Segundo o comunicado divulgado nas redes sociais do comando, os militares interceptaram as embarcações dentro e fora do Oriente Médio como parte da campanha que busca cortar receitas do regime iraniano obtidas com exportações de petróleo e outros produtos estratégicos.

Centcom nega violação do bloqueio

O órgão contestou reportagens publicadas nas últimas 24 horas que sugeriam que algumas embarcações teriam furado a barreira naval.

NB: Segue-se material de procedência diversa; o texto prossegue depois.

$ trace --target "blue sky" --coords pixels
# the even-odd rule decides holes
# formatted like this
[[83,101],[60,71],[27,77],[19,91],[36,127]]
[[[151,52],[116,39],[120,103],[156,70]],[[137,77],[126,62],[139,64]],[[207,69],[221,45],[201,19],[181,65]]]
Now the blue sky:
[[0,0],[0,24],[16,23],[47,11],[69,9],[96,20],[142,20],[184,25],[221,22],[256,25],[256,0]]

Entre os navios citados estavam os petroleiros Hero II e Hedy, ambos de bandeira iraniana, e o cargueiro Dorena, sem registro visível.

De acordo com o Centcom, os petroleiros foram abordados no início da semana e permanecem ancorados em Chabahar, no sudeste iraniano. Já o Dorena está sob escolta de um destróier da Marinha dos EUA no Oceano Índico após tentar atravessar a área de exclusão.

Alcance global e possível ampliação

“As forças norte-americanas estão operando e fazendo cumprir o bloqueio em todo o Oriente Médio e além”, afirmou a nota. A restrição atinge navios de qualquer bandeira que se dirijam ao Irã ou deixem o país, bem como embarcações suspeitas de transportar petróleo, armas ou materiais ligados ao governo de Teerã.

Em Washington, o senador republicano Lindsey Graham, aliado do presidente Donald Trump, declarou que a operação pode ser estendida a países que ajudem o Irã a exportar petróleo. Em postagem na rede X, o parlamentar alertou que quem colaborar com Teerã “o faz por sua conta e risco” e disse esperar que o bloqueio ganhe escala global em breve.

A Casa Branca classifica a medida como instrumento de pressão econômica contra o governo iraniano após o fracasso das negociações entre os dois países no Paquistão, no início de abril.